Merchan stated that the New York State Advisory Committee on Judicial Ethics released an opinion in May, stating that his daughter’s employment was not directly or indirectly affected by the case.
The committee’s opinion stated that the parties involved and potential witnesses in the matter are not related, and none of the counsel before the judge is involved in business.
The inquiry does not appear to hold that the case’s outcome could affect the judge’ relative, their business, or any of their interests.
According to Merchan, the Trump Organization had previously tried to exclude him from presiding over their own criminal case on the same grounds that Trump used in his case, which were the judge’s alleged “inappropriate conduct in the plea negotiations of” Weisselberg.

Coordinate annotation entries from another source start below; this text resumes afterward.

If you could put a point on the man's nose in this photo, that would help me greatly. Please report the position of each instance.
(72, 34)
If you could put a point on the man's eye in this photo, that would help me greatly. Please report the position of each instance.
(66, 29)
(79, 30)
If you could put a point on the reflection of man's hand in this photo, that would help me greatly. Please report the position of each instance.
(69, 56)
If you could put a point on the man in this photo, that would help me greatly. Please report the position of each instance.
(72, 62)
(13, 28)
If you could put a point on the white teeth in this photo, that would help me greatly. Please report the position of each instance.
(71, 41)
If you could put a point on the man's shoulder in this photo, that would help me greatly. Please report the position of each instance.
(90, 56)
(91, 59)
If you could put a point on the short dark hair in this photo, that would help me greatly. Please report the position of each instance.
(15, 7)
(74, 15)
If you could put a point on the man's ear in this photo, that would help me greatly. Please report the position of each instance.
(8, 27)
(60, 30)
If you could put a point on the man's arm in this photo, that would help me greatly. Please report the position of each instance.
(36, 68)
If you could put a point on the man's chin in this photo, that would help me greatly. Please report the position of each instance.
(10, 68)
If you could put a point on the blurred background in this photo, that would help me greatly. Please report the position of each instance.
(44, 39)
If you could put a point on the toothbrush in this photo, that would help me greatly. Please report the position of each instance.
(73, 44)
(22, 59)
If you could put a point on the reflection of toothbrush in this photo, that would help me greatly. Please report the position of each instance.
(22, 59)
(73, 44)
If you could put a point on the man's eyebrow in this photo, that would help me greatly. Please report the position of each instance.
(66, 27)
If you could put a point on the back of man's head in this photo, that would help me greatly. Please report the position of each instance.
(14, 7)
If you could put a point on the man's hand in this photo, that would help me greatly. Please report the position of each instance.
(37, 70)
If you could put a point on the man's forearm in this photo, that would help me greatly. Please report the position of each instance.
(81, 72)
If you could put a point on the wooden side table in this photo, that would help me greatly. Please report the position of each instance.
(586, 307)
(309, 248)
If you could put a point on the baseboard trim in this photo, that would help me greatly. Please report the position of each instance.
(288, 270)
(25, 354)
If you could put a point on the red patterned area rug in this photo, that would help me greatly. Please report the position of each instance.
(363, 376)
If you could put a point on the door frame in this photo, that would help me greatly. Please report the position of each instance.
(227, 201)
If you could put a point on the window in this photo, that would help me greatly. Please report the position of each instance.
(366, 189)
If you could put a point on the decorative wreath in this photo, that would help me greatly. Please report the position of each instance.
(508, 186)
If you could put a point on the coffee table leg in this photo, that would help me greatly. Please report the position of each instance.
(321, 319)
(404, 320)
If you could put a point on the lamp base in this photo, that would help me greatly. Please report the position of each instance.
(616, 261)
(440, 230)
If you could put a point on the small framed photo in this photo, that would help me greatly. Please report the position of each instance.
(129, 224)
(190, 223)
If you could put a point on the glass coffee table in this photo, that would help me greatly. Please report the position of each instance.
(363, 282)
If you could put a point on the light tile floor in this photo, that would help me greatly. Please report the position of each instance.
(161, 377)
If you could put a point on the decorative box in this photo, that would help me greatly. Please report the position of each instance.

Merchan stated in his ruling on Monday that the claim’s credibility is being diminished by the fact that they were raised on the same grounds for a different defendant, who has an entirely different indictment.
Merchan pointed out that the state advisory committee had stated that even modest political contributions made over two years ago cannot create any sense of bias or favoritism in the case before the judge.
Merchan wrote that the Court “has considered its conscience and is confident in its ability to be impartial.” The order also denies the defendant’s request for recusal and explanation.
Merchan referenced a federal appeals court ruling from New York in 1988 regarding judicial recusal.
In Re Drexel Burnham Lambert, the ruling states that the judge overseeing a case is most likely to comprehend the implications of matters alleged in reclaim proceedings.
The Manhattan District Attorney’s Office, which is prosecuting Trump, objected to the recusal request stating that the defendant has no arguments that accurately demonstrate any conflict of interest or preconceived bias.